BOHR: I thought I had a straight, I misread the cards, I bluffed myself.

HEISENBERG: I was always envious, the way you and Margareta, your work, your problems, me no doubt.
BOHR: I was formed by nature to be a mathematically curious entity, not one, but half of two.
HEISENBERG: Mathematics becomes very odd when you apply it to people. One and one can add up to so many different sums.

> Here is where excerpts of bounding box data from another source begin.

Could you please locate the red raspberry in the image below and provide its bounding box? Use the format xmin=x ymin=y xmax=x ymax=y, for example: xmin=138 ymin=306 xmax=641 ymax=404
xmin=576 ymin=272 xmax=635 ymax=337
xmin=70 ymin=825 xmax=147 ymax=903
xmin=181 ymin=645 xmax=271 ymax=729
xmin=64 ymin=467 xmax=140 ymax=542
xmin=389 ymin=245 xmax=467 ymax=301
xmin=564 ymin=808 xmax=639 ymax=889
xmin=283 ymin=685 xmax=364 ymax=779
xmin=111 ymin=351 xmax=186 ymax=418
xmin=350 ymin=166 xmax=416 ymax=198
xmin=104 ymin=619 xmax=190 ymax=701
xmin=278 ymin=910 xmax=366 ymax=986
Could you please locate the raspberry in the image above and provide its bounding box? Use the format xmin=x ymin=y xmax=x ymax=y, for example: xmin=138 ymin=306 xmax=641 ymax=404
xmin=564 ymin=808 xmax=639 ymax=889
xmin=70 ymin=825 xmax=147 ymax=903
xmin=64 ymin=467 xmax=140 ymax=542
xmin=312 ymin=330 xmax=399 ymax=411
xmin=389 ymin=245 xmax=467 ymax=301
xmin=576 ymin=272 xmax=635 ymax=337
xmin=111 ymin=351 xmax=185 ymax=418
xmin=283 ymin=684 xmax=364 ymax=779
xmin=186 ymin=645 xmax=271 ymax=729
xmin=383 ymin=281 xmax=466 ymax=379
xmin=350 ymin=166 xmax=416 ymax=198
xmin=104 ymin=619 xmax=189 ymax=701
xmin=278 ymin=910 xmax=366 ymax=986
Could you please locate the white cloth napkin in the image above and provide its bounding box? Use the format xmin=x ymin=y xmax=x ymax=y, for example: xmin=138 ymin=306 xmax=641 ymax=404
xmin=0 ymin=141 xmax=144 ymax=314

BOHR: We are going to make the whole thing clear to Margareta. You know how strongly I believe that we don’t do science for ourselves that we can explain to others…
HEISENBERG: In plain language
BOHR: In plain language. Not your view, I know. You’d be happy to describe what you are up to purely in differential equations if you could, but for Margareta’s sake...
HEISENBERG: In plain language.

HEISENBERG: Scroedinger said my mathematics were repulsive
BOHR: You had gone mad by that time. You had become fanatical. You were refusing to allow wave theory any place in quantum mechanics at all.
HEISENBERG: You completely turned your coat.
BOHR: I said that wave mechanics and matrix mechanics were simply alternative tools.
HEISENBERG: Something you are always accusing me of. If it works it works, never mind what it means.
BOHR: Of course I mind what it means.
HEISENBERG: What it means in language.
BOHR: In plain language.
HEISENBERG: What something means is what it means in mathematics.
BOHR: You think so long as the mathematics works out the sense doesn’t matter.
HEISENBERG: The sense is mathematics, that’s what sense is.

You actually love the paradoxes, I mean that’s your problem. You revel in the contradictions.
BOHR: Yes and you have never been able to understand the suggestiveness of paradox and contradiction that’s your problem.

Nice description of quantum mechanics reminiscent of Marilyn Monroe conversation with Einstein.